Nils Arne Sølvik, president - processing, OneSubsea, also thinks vendor-based specifications would enable the industrialization needed to reduce costs (consider there are four main vendors yet some 140 clients – 200 before 2014). But, Sølvik told UTC that contracting models also need to change, with performance-based philosophies a way to avoid the potential return to “business as usual” and the cost escalation we had in the recent past, alongside integration and life of field solutions.

However, a structural change is happening, Fitzgerald says. “The majority of operators are now introducing a different approach. These include design competitions, partnerships and client-driven alliances.

Indeed, on Dalmatian, Murphy has developed a “unique contracting strategy” – a turnkey engineering, procurement, installation and commissioning contract, with a back-end loaded payment structure – with the multiphase pump vendor, OneSubsea, which has helped Murphy get the project over the line. “With the EPIC approach, we can save three months of schedule. We are not telling the market what we want, we are letting them come to us with solutions,” Mike Clarke, project manager, Murphy Oil, said at UTC.

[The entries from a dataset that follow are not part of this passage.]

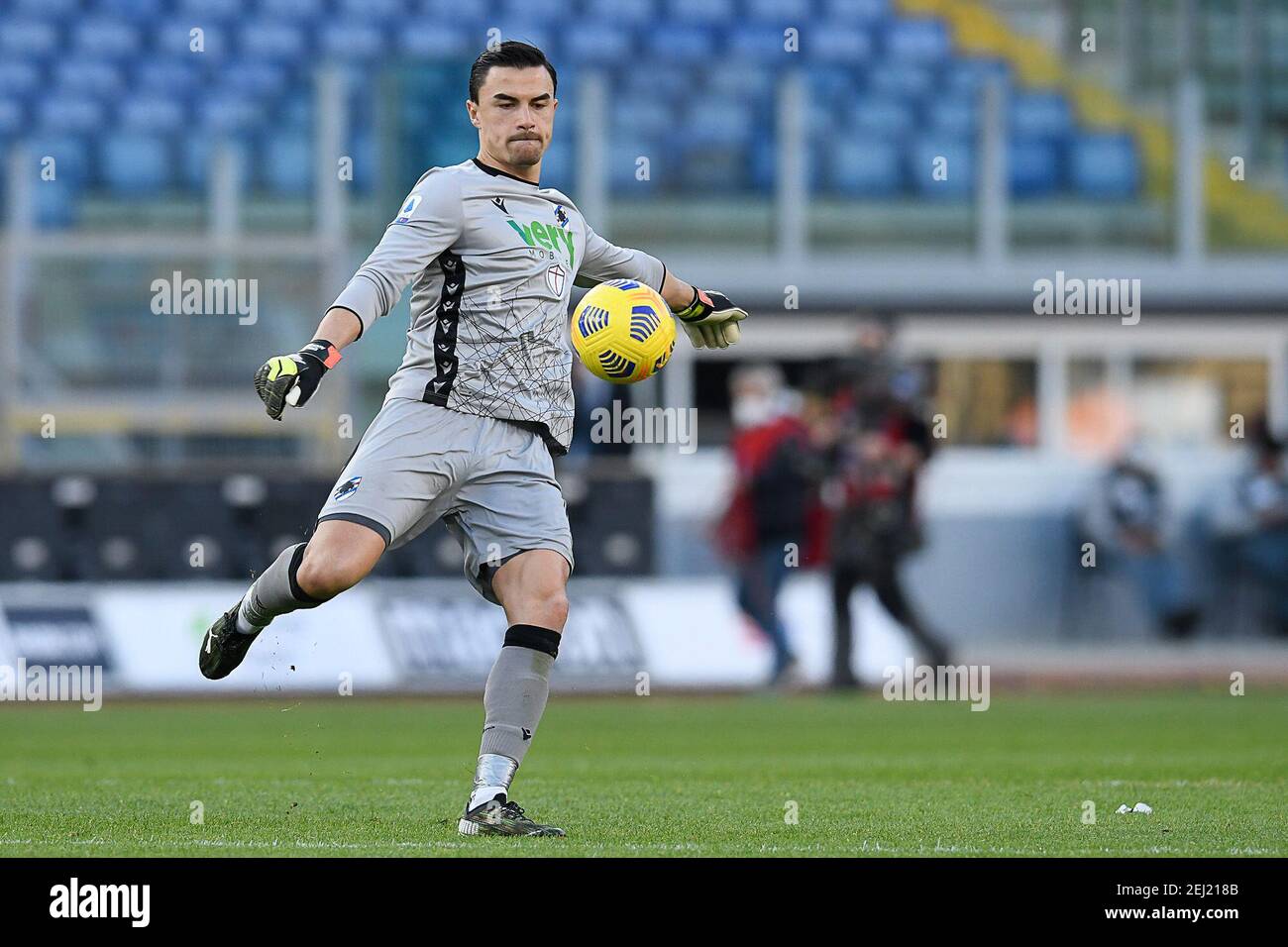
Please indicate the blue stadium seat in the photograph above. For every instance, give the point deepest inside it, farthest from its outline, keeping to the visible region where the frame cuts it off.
(1104, 166)
(917, 42)
(966, 76)
(426, 39)
(880, 116)
(211, 11)
(639, 12)
(303, 12)
(286, 163)
(907, 81)
(273, 40)
(13, 119)
(91, 77)
(73, 114)
(640, 116)
(836, 43)
(352, 40)
(956, 115)
(623, 154)
(140, 11)
(151, 112)
(106, 38)
(759, 43)
(252, 78)
(719, 121)
(1034, 166)
(862, 167)
(69, 155)
(597, 43)
(26, 38)
(782, 13)
(957, 151)
(172, 76)
(1039, 115)
(20, 78)
(228, 112)
(679, 43)
(382, 11)
(136, 165)
(858, 11)
(711, 12)
(174, 39)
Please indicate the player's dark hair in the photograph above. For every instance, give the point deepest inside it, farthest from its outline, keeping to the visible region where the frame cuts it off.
(514, 54)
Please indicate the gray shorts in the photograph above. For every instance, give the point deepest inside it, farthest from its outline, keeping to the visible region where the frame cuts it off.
(492, 482)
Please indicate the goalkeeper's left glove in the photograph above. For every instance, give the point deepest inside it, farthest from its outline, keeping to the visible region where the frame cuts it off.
(291, 379)
(711, 320)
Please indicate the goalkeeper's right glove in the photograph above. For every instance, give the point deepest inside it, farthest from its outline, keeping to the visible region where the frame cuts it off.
(291, 379)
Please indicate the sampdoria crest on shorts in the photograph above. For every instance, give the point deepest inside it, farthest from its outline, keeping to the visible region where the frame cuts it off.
(347, 488)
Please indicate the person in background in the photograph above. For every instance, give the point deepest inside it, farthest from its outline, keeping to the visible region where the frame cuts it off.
(872, 493)
(1256, 517)
(1127, 521)
(764, 531)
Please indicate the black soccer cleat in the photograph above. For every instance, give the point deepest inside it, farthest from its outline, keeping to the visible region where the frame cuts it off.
(498, 817)
(224, 647)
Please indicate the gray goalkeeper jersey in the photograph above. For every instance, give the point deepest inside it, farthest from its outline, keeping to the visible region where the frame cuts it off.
(492, 261)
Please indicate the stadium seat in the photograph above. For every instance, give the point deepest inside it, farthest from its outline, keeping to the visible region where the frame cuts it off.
(103, 38)
(13, 119)
(136, 165)
(679, 43)
(1034, 166)
(286, 163)
(923, 42)
(836, 43)
(93, 77)
(862, 167)
(711, 12)
(151, 112)
(1104, 166)
(26, 38)
(20, 78)
(597, 43)
(352, 40)
(72, 114)
(958, 154)
(1039, 115)
(271, 42)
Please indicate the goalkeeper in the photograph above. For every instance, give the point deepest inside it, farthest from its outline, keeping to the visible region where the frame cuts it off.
(477, 410)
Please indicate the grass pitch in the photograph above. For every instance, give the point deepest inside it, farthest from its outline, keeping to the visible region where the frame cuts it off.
(655, 776)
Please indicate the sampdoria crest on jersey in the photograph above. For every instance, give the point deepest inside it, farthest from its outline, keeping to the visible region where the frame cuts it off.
(555, 277)
(407, 209)
(347, 488)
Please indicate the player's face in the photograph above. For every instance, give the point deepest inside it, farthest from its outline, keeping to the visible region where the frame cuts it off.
(515, 114)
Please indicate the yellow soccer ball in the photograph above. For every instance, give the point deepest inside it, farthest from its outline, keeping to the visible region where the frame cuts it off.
(622, 331)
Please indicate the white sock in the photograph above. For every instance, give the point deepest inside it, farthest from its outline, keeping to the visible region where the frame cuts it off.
(244, 624)
(484, 793)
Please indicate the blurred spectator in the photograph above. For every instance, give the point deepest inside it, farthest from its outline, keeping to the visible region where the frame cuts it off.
(874, 492)
(1126, 518)
(1256, 517)
(765, 528)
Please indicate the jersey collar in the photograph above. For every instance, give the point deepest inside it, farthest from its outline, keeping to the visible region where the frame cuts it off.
(498, 172)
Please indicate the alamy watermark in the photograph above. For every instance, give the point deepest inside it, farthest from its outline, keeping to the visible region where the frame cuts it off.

“These models allow suppliers to engage earlier, drive optimization of fields and work on value driven delivery,” Fitzgerald says. Through a FEED process with Centrica, costs on a project were reduced 45%, he says.

“We are seeing a shift in commercial models and client partnerships,” with the likes of paying for performance, design competitions, design through to installation. “These are delivering results for Subsea 7. But we need to continue the structural change to ensure sustainable improvements in value creation for subsea because shale is breathing down our neck.”

Fitzgerald also offers a word of warning. In a slimmed down industry with fewer staff, careful planning will be needed as the market recovers in order to maintain execution quality. The industry should also use more of the tools it already has in its technology tool box, Nyborg adds, such as separators, pumps, etc., to increase from mature areas.